IPSC Armenia
- Headquarters: Yerevan
- Location: Davtashen, 2nd District;
- President: Artyom Gevorgyan
- Parent organization: International Practical Shooting Confederation

= IPSC Armenia =

Sporting Organization in Armenia

IPSC Armenia (IPSC Հայաստան), also known as the Practical Shooting Federation of Armenia (Հայաստանի գործնական հրաձգության ֆեդերացիա) is the governing body for practical shooting in Armenia. Its headquarters are located in Yerevan.

== History ==
Artyom Gorgyan is the current president of the Federation. The Federation is a full member of the International Practical Shooting Confederation, within the "European Zone".

== Activities ==
In August 2015, the Federation organized the "You Can Defend Yourself" program in collaboration with the Japan Karate Association of Armenia, in which disabled persons were provided with shooting lessons and martial arts training.

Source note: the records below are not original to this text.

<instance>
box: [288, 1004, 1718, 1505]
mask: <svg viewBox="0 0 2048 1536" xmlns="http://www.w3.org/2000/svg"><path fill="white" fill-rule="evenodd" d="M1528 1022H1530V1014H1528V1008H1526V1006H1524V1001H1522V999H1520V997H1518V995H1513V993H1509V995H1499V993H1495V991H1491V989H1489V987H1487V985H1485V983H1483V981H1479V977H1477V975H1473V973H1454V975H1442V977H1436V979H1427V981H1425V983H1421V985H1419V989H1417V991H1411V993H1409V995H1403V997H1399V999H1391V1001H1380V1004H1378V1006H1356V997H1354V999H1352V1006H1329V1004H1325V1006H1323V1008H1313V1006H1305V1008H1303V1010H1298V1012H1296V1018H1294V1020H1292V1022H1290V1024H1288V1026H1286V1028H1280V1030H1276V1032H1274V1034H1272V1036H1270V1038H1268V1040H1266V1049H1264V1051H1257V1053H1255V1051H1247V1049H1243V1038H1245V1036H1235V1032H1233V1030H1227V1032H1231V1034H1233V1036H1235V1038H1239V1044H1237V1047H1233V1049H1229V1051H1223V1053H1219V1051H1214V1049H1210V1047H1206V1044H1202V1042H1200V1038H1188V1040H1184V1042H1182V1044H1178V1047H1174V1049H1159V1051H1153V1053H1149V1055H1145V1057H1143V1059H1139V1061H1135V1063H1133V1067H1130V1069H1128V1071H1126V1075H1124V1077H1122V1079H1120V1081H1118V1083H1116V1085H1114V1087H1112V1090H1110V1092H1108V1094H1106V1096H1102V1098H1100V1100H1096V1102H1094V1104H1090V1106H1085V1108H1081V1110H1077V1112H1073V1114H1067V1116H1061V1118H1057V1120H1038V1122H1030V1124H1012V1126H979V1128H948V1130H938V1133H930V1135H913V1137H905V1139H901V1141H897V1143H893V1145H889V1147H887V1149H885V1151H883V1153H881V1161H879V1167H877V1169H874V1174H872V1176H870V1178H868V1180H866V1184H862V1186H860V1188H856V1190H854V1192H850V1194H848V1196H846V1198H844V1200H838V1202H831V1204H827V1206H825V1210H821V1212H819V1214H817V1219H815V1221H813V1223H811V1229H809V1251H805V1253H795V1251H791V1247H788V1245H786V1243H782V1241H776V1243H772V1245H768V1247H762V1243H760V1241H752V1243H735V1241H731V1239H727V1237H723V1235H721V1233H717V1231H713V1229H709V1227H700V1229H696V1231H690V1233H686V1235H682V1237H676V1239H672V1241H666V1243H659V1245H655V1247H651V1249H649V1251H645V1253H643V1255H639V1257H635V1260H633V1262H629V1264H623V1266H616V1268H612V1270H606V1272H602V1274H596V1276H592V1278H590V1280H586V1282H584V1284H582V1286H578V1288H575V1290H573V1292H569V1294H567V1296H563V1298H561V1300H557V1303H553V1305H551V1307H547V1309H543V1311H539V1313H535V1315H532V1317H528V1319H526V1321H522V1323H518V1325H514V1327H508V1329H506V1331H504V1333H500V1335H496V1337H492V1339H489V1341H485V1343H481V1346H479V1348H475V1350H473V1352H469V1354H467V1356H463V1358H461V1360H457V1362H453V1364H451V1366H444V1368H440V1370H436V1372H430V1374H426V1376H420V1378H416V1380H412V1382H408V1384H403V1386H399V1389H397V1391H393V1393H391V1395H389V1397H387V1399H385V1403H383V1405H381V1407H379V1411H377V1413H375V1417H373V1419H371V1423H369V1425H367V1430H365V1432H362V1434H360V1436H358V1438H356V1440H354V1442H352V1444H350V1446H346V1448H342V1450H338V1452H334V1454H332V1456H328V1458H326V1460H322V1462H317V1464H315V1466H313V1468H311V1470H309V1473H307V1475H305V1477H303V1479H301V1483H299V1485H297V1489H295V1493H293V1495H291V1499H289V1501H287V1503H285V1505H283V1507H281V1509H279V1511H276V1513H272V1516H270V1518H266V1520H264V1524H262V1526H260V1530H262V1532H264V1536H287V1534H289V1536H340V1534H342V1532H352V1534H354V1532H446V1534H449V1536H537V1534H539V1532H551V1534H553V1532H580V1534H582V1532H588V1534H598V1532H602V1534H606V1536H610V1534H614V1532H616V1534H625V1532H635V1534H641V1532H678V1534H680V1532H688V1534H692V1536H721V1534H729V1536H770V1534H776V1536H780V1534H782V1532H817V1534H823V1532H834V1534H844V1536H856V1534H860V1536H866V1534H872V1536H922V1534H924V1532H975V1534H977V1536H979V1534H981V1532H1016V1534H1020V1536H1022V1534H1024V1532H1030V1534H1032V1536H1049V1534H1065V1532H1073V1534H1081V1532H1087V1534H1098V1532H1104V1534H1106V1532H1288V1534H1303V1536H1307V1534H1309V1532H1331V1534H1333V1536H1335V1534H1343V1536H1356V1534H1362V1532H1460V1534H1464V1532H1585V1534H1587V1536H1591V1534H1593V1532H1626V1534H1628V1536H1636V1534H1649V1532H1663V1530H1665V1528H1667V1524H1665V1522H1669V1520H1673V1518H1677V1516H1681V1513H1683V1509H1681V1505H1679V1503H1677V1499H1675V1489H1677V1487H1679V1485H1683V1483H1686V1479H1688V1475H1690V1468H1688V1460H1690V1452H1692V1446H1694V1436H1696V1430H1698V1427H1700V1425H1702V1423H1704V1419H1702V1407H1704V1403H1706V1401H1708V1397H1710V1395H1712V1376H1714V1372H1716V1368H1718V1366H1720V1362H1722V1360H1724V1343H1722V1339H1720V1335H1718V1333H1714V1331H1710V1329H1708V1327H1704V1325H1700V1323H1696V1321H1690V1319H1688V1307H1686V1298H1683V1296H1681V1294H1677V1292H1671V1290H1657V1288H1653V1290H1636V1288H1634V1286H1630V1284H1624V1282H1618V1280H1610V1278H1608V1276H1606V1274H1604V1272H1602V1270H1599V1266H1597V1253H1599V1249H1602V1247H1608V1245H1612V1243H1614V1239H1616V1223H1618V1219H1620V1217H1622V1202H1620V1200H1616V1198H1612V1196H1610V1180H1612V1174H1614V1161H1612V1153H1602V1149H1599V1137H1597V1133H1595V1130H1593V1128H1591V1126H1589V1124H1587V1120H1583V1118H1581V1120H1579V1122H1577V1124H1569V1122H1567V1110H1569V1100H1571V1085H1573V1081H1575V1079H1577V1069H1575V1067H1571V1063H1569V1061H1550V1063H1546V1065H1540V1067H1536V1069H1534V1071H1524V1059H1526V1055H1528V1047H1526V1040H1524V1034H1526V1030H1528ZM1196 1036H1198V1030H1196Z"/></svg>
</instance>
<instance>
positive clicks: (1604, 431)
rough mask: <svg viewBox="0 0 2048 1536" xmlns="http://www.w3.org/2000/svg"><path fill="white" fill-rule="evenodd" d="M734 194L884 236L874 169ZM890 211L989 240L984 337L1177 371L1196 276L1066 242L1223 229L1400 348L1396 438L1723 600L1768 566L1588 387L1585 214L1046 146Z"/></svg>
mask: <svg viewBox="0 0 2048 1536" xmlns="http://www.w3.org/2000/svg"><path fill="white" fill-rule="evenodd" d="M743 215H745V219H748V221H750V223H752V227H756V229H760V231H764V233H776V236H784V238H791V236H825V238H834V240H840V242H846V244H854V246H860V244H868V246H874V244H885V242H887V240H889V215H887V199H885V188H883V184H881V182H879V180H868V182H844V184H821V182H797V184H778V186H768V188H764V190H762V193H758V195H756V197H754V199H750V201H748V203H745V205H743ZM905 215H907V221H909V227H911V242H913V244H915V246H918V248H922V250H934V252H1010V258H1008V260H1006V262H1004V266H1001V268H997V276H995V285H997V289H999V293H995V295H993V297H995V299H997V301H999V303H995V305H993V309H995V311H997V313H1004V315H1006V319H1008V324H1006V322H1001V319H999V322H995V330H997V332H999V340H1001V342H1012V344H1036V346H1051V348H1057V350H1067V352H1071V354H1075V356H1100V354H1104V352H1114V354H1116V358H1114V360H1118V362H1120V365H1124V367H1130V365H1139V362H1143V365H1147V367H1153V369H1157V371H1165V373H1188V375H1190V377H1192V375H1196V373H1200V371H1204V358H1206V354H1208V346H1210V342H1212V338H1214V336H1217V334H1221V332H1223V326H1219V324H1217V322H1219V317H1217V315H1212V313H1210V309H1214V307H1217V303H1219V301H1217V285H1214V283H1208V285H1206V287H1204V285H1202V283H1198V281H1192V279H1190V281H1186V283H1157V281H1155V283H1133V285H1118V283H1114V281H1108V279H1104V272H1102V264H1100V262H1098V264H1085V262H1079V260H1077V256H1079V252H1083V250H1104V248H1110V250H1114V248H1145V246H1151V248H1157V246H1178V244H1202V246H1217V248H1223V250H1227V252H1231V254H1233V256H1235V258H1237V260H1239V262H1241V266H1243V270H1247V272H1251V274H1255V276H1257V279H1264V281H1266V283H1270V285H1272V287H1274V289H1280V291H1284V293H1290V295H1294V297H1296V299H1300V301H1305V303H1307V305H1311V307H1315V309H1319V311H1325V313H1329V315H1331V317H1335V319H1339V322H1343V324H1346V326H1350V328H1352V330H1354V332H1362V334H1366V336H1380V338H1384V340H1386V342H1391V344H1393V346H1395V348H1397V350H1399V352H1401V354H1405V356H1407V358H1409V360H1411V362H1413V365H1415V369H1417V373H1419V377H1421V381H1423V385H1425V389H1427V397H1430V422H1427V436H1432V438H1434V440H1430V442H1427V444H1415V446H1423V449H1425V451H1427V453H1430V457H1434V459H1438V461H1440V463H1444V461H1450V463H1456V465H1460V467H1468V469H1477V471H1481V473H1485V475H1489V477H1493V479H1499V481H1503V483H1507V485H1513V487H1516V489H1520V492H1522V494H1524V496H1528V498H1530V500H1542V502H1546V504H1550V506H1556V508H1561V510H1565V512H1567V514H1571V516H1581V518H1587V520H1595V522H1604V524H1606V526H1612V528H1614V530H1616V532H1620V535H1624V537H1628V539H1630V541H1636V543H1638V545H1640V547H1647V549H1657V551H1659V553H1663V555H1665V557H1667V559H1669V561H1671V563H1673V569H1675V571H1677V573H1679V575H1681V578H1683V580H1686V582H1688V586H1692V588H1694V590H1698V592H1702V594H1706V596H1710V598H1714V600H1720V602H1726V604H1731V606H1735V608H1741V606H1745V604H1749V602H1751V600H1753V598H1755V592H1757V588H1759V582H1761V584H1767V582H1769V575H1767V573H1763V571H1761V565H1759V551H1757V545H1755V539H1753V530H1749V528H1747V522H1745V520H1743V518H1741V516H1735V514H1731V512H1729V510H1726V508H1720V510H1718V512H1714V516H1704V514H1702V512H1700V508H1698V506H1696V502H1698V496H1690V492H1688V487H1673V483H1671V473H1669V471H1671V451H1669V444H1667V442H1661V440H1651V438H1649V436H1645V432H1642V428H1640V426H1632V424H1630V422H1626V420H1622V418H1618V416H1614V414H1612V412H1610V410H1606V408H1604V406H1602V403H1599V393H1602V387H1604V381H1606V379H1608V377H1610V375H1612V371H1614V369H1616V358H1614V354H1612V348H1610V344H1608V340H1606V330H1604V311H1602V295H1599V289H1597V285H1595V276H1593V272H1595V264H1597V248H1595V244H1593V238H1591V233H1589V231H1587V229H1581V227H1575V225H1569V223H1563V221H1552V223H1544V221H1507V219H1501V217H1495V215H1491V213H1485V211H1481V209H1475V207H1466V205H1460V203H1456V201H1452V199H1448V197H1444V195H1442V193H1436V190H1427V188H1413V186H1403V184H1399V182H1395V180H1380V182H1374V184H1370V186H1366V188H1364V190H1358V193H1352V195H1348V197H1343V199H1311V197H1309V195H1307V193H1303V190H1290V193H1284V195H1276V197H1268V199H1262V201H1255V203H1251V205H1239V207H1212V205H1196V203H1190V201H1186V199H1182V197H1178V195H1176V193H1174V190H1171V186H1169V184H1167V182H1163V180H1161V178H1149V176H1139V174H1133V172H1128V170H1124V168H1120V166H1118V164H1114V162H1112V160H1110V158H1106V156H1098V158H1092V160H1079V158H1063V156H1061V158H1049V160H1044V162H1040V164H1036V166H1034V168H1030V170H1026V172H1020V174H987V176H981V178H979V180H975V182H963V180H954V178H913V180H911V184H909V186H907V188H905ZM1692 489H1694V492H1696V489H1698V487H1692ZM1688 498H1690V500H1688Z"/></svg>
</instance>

The Federation hosts various shooting tournaments in Armenia. On 24 December 2018, the Federation held the "Pan-Armenian Sniper Shooting Tournament" in coordination with the Ministry of Defence of Armenia. The participants were mostly from law enforcement agencies of Armenia and Artsakh, as well as civilian snipers. The former Minister of Defence, David Tonoyan, was in attendance.